First, according to Article 46(2) ECHR, the primary responsibility
for the supervision of the execution of judgments lies with the Committee of
Ministers; thus these “recommendations” can be considered as the backdrop against
which the Committee of Ministers has to evaluate the implementation of the
judgement by the Respondent State. (See Villiger, in Seibert
and Villiger, eds
). Second, the precise nature of the indications may be
interpreted as an attempt by the Court to prevent an action of the Committee of
Ministers under Article 46(4) ECHR, which allows the Committee of Ministers to
refer to the Court the question whether a respondent state has faithfully
executed a judgement. The procedure has been harshly criticized by scholars as
being a game in which the Court has nothing to win but much to lose, i.e. its
legitimacy (see De
Londras and Dzethtsiarou
, 2017).
The Committee of Ministers triggered Article 46(4) for the first
time in December 2017 to inquire whether Azerbaijan had properly executed the
Court’s Judgment in Ilgar
Mammadov
. Since the execution of the judgment only required the release
of the applicant, who was still detained at the time the Committee of Ministers
launched the proceeding, the question was purely rhetorical. This impasse,
which put the Court in a “impossible position” (De
Londras and Dzethtsiarou
), was resolved by the eventual release of Mammadov
in August
2018
. It is very likely that the Court, seeking to avoid being again called
upon to sanction the lack of effectiveness of its own judgments, issued precise
instructions to address the problem of non-execution, a problem which is,
indeed, political.
However, the relevance of these measures goes beyond a mere
assistance to the Committee of Ministers in supervising the implementation of
the judgments.
A closer look at the last judgments in which the Court indicated
measures of general application under Article 46, reveals that, in the last
four years, this practice only concerned States with compliance problems with
the requirements of the rule of law, in particular Azerbaijan, Hungary, Poland,
Russia, Turkey and Ukraine. This pattern suggests that Aliyev may very well be part of a judicial strategy of the Court
aimed at enhancing the persuasive force of its rulings. In this reading, the
issuing of general recommendations can be seen as a compromise between a judgment
in which the Court only orders the State to pay just satisfaction under Article
41 ECHR, and a pilot or quasi-pilot judgment in which the Court prescribes
specific measures to adopted by the Respondent State in its operative part.
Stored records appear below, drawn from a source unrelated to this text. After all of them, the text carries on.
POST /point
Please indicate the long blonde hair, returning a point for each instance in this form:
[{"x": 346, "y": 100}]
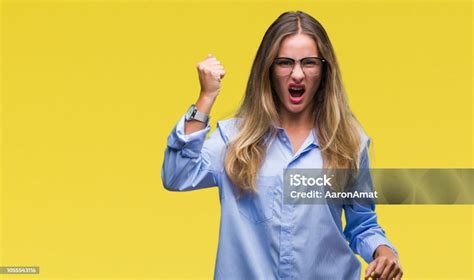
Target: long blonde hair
[{"x": 337, "y": 128}]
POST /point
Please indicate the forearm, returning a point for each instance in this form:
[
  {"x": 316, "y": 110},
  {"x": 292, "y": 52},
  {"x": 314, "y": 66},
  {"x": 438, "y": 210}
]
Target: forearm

This strategy allows the Court to continue exerting its beneficial influence
over countries characterized by a rule of law backsliding, without causing a
direct clash with non-abiding States, as this may prove fatal for the very
existence of the Council of Europe.
Witnessing the possible emergence of new legal approaches is an
exciting thing but only the test of time and subsequent judgements will show
whether the Court is actually developing a new test under Article 18. In this
regard, the Navalny case, currently
pending before the Grand Chamber
, offers a good opportunity for the Court
to further consolidate its case-law, and to revisit its predominant purpose
test.
What is sure is that this provision is “the only measuring
instrument for democracy” the Convention regime offers. Backing this provision
up by taking on a more proactive stance under Article 46 in situations where
similar violations recur, leaves the Court better equipped to challenge State
practices that repeatedly violate the rule of law and close spaces for civil
society. The rule of law backsliding is not intrinsic to the Convention system
but emerged very prominently in the European Union, where the so-called
Copenhagen dilemma – i.e. the question of how to find effective means to ensure
continuous respect of the organisation’s values and sanction violations
thereof, once a State has successfully acceded but fails to comply – remains unsolved.
However, the recent line of case-law from Strasbourg, of which Aliyev is the last piece, hints which
role could be reserved for the European Court of Human Rights in cases where
States abusively undermine democracy by targeting individuals.